SIZE.—Height, about 3 feet, or an inch or two over; length, about 5 to 5½ feet; weight, about 200 lbs.; horns, about a foot long as an average, varying from 9 to 14 inches.

The female usually produces one kid in the autumn, about September or October, and the period of gestation is about seven months.

[NO. 452. NEMORHOEDUS RUBIDA vel SUMATRENSIS.]
The Arakanese Capricorn.

NATIVE NAME.—Tan-Kseik, Arakanese.

HABITAT.—Arakan, through Pegu to (according to Blyth) the extremity of the Malayan peninsula, and occurs in Siam and Formosa, and also in Sumatra. Has been shot near Shillong in Assam.

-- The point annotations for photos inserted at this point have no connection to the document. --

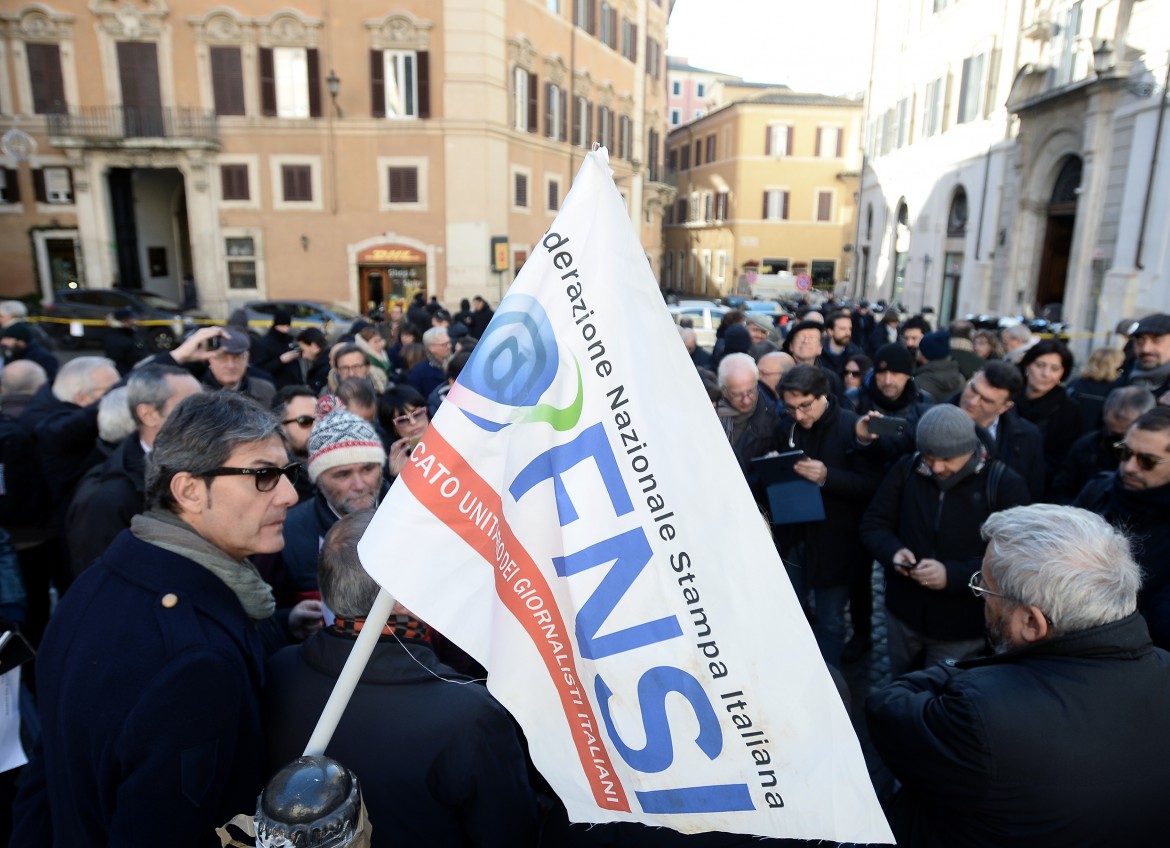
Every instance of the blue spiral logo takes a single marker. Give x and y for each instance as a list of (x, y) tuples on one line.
[(516, 362)]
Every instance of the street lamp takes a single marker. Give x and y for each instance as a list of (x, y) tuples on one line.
[(334, 83)]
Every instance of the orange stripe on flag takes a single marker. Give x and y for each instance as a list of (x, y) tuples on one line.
[(521, 586)]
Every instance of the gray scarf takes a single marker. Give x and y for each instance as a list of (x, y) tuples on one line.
[(167, 531), (735, 422)]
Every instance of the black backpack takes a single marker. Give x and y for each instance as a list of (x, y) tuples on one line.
[(995, 474)]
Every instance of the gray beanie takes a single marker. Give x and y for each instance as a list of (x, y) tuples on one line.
[(947, 432), (339, 438)]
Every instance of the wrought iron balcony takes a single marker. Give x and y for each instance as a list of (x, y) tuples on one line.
[(133, 126)]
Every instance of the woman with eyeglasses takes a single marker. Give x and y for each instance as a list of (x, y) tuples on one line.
[(1045, 402), (403, 414), (854, 372)]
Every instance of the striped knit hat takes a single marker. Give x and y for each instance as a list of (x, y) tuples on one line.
[(339, 438)]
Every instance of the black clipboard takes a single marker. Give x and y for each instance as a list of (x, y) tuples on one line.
[(791, 498)]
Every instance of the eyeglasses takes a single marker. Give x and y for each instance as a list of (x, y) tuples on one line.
[(978, 590), (410, 418), (804, 407), (1147, 462), (740, 395), (266, 478)]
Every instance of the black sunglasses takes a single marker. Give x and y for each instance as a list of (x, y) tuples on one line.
[(1147, 462), (266, 478)]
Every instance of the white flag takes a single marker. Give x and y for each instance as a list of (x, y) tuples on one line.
[(576, 521)]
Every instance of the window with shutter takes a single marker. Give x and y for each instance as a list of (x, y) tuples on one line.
[(234, 183), (291, 82), (520, 197), (227, 80), (9, 187), (296, 181), (377, 84), (45, 78), (404, 185), (824, 206), (534, 103), (267, 82), (778, 139), (400, 83), (57, 185)]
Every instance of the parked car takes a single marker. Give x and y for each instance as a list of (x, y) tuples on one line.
[(331, 318), (704, 317), (81, 317)]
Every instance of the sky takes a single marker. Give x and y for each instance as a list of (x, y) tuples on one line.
[(819, 46)]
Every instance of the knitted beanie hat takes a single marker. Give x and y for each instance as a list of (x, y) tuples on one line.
[(935, 345), (945, 432), (339, 438)]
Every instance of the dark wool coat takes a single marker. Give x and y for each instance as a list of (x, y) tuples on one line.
[(104, 502), (833, 549), (909, 510), (1062, 743), (149, 682), (440, 762)]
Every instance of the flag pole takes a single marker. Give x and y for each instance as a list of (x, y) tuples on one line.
[(348, 681)]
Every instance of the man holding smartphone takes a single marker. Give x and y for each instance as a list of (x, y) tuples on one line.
[(923, 525)]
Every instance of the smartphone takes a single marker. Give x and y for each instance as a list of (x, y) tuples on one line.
[(887, 426)]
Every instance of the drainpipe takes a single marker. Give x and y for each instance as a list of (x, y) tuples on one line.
[(1154, 166)]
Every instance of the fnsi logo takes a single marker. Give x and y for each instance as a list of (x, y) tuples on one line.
[(515, 365)]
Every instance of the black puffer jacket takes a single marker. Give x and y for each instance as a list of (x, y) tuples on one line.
[(833, 549)]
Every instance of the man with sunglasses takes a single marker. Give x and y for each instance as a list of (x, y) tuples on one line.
[(150, 671), (111, 494), (296, 408), (1062, 736), (1137, 497)]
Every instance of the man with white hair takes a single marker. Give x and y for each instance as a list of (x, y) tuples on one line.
[(111, 494), (1061, 737), (747, 420), (66, 422), (772, 366), (19, 381), (1017, 340)]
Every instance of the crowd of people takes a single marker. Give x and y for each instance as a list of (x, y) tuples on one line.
[(195, 514), (999, 493)]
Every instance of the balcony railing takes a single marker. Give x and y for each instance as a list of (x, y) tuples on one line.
[(118, 124)]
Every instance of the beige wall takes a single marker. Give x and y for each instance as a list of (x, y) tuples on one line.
[(744, 171), (468, 149)]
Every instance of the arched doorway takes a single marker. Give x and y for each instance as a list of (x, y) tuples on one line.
[(952, 257), (901, 250), (1058, 238)]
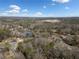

DESCRIPTION.—Blyth is of opinion ('Cat. Mam. British Burmah,' 'J. A. S. B.' 1875) that his N. rubida is identical with Sumatrensis and Swinhoei, and he could detect no difference in their skulls and skins. I therefore take the following description of Capricornis Swinhoei from the 'P. Z. S.' 1862, page 263, where it is also figured, plate xxxv.:—

"The fur harsh and crisp, brown, with a narrow streak down the back of the neck; a spot on the knee and the front of the fore-legs below the knee black; the hind-legs are bay; the sides of the chin pale yellowish; the under-side of the neck yellow bay, this colour being separated from the darker colour of the upper part of the neck by a ridge of longer, more rigid hairs; the ears are long, brown, paler internally; the horns are short and conical; the skull has a deep and wide concavity in front of the orbits, and a keeled ridge on the cheek."

Blyth says: "This species varies much in colour from red to black, and the black sometimes with a white nape, or the hairs of the nape may be white at the base only." Lieut. Bevan described one ('P. Z. S.' 1866) shot on the Zwagaben mountain, near Moulmein, as being of a mingled black and ferruginous colour.